During their incarceration, many prominent Quaker leaders attempted to intervene on their behalf, including George Fox, but this was unsuccessful except in one case. Prior to a visit, fellow travelling Quaker missionary, Daniel Baker, experienced an angel appearing to him and telling him of their situation. He went to visit them and to offer himself up as a prisoner in exchange for their freedom, but this was denied. Instead, he made efforts to deliver to England letters and works the women had written. These he only managed to obtain when they were thrown out of a window to him; they were initially intercepted, but he managed to make copies for the prison and keep the originals. Baker continued in his travels, but returned to England to publish their writings in 1662. Evans and Cheevers appreciated this and referred to Baker in terms such as "Our dear Brother". Historians are unsure about the extent to which Baker edited or altered Evans and Cheever's originals, but most agree that his influence was largely inconsequential.

==Works==
While in prison, Evans and Cheevers produced many letters and a narrative under the title This is a Short Relation of some of the Cruel Sufferings (for the Truths Sake) of Katharine Evans & Sarah Cheevers in the Inquisition in the Isle of Malta published in 1662. In 1663, Evans and Cheevers also published A True Account of the Great Tryals and Cruel Sufferings Undergone by Those Two Faithful Servants of God, Katherine Evans and Sarah Cheevers, in the Time of Their above Three Years and a Half's Confinement in the Island Malta, which included a narrative of their release and their journey home. These mainly consist of an account of their experiences, including recountings of inquisitions, visions/prophecies, treatment, and illnesses. They include letters to friends, family, and church members that discuss religion and faith in depth. While recounting the narrative, both Evans and Cheevers use language and a writing style that historians attribute to the women's desire to draw biblical comparisons and paint themselves as victims or martyrs. They included extended discussions of their ideals, involving a core belief in salvation through personal belief in God, and accounts of "revelations and visions", one of which is a world-ending war against Catholicism. These works were received well in England by early Quaker audiences and printed in several editions, with few editorial changes.

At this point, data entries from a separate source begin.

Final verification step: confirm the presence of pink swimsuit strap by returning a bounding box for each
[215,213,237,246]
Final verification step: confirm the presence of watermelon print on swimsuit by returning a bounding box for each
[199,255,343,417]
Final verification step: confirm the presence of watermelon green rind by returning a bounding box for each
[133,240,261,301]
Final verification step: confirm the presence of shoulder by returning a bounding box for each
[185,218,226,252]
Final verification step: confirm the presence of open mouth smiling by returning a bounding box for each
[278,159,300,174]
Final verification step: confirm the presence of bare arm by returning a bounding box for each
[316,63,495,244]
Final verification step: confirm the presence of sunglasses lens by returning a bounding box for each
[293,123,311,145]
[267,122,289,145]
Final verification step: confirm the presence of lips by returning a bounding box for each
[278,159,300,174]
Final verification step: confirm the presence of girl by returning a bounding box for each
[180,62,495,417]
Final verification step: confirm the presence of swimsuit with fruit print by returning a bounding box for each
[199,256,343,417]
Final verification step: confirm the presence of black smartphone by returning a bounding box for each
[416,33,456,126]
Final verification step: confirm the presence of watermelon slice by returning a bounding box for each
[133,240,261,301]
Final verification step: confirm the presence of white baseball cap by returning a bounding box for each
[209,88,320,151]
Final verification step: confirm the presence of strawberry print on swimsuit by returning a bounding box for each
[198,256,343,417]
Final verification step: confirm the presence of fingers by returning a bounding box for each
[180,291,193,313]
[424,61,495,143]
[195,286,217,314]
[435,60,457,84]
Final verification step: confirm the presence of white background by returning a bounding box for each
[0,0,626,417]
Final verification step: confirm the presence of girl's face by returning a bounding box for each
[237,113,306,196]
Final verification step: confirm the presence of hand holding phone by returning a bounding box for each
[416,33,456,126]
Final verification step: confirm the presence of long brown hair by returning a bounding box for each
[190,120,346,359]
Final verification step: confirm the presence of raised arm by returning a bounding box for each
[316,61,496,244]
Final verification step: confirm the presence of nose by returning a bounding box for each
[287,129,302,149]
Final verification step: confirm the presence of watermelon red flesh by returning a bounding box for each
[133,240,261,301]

The veracity and accuracy of the books written by Evans and Cheevers have been questioned, with some historians finding discrepancies between the women's account and the court records and documents.

==Release and later life==
Evans and Cheevers were released in 1662, after repeated attempts to convert them to Catholicism had failed. Both the priests responsible for them and the new consul grew weary of their behaviour while imprisoned, coinciding with continued petitions from George Fox and Gilbert Lately. On their journey home, Evans and Cheevers continued proselytizing and advertising their faith. Though they were not met with open hostility, their journey back to England was hastened by the English authorities.

Not much is known of the subsequent lives of Evans and Cheevers. Some Christian organizations, however, hold the works of Evans and Cheevers as examples of true religious dedication. Some also credit them with shedding valuable light on early Quaker theology and the evolution of church doctrine.

==List of works==
- Evans, Katherine and Sarah Cheevers, A True Account of the Great Tryals and Cruel Sufferings Undergone by Those Two Faithful Servants of God, Katherine Evans and Sarah Cheevers, in the Time of Their above Three Years and a Halfs Confinement in the Island Malta, London: 1663.
- Evans, Katharine and Sarah Cheevers, This is a Short Relation of some of the Cruel Sufferings (for the Truths Sake) of Katharine Evans & Sarah Cheevers in the Inquisition in the Isle of Malta. London, 1662
- Evans, Katherine, Sarah Cheevers, and George Robinson. A brief history of the voyage of Katharine Evans and Sarah Cheevers, to the island of Malta ... To which is added, a short relation from George Robinson, of the sufferings which befel him in his journey to Jerusalem. London: Printed by the assigns of J. Sowle, in White-Hart-Court in Gracious-Street, and at the Bible in George-Yard, Lombard-Street, 1715.